Monday, May 24, 2010

Compensation increased, but reentry transition still rocky for exonerees

The Texas Tribune reports that last week Christopher Scott and Claude Simmons became among the first Texas exonerees to receive compensation under Texas' new statute passed last year. But the story primarily focuses on the six months from the time they were released until compensation came through. Writes Erin Mulvaney ("The Price of Innocence," May 23):

“It felt so pitiful just being let out of prison and feeling like you have to fend for yourself,” says Scott, who is 39. “You can only rely on your family members so much.”

Simmons and Scott were two of the first exonerees to be eligible for the benefits of legislation that Gov. Rick Perry signed into law in 2009. The Timothy Cole Act, named for a posthumously exonerated inmate, increased the financial compensation for Texas exonerees from $50,000 to $80,000 for each year they were wrongfully imprisoned. It also provides a monthly payment from that lump sum to act as a steady source of income and an initial payment of up to $10,000 to help exonerees get established right after their release. The legislation “was a great step,” says Michelle Moore, a public defender in the Dallas County District Attorney’s Office. “They just didn’t give thought to how it would be handled.”

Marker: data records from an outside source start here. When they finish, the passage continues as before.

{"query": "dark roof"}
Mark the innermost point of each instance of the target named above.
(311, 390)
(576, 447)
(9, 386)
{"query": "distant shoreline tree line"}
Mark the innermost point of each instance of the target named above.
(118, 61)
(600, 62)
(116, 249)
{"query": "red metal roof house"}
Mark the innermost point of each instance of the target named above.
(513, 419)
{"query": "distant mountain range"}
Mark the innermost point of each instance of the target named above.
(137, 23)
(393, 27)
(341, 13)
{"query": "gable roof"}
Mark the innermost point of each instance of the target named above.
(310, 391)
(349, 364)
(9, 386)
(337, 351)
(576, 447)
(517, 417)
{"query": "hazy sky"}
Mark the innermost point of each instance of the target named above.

Simmons and Scott couldn’t agree more. The two men were convicted of capital murder in a 1997 shooting death linked to a Dallas-area home-invasion robbery after being misidentified as the assailants by an eyewitness: the victim's wife. The University of Texas at Arlington Innocence Network and the Actual Innocence Clinic at the University of Texas at Austin worked on the case for years and eventually built a case to help exonerate them.

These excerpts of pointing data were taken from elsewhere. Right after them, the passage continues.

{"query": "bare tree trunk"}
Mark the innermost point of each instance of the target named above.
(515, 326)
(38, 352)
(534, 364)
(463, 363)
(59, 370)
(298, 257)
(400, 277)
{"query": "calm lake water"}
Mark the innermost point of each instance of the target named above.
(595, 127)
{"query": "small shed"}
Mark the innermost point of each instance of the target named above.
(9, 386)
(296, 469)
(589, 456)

The trouble started soon after they got out. First, they struggled to collect the $10,000 the Legislature had promised to help with their reintegration process. Then they were unable to collect non-monetary benefits like clothes, money, and temporary housing, which are available to paroled prisoners but not to those who never committed a crime in the first place. They finally received their compensation checks last week — six months after being freed.

“Exonerees aren’t given a dime when they leave prison. Many don’t have a place to lay their heads at night,” says University of Texas at Arlington Exoneree Project director Jaimie Page, who helped get Scott and Simmons identification and other staples after their release. “If they have no family — and many do not — they are essentially homeless.”

I worked on that legislation last year as the Policy Director for the Innocence Project of Texas, and am sorry to learn there are still glitches showing up during exonerees' reentry transition. Of course, around 72,000 people per year released from Texas prisons face virtual identical reentry problems, but exonerees did nothing to earn them.

It's hard to devise a way to trigger payments before someone has finally received their pardon or had their writ of habeas corpus approved by the Court of Criminal Appeals. That's the disconnect causing the funds not to be released along with the prisoner. OTOH, I doubt exonerees would prefer staying in prison another six months until the courts processes their cases and the money comes through. If anybody can think of a workable fix, please say what it is in the comments.

I was proud of that legislation and extraordinarily pleased that it passed, but that doesn't mean it can't be tweaked and improved going forward.

8 comments:

  1. If it requires legislation to fix this, then there must be legislation. There should be some kind of pool that these exonerees could draw from until the process is completed. Really these peoples' lives have been irreparably harmed. No way to make up for it. But the legislation needs to be tweaked to reduce the damage as much as possible. Maybe legal minds at the Innocence Project can work on the wording.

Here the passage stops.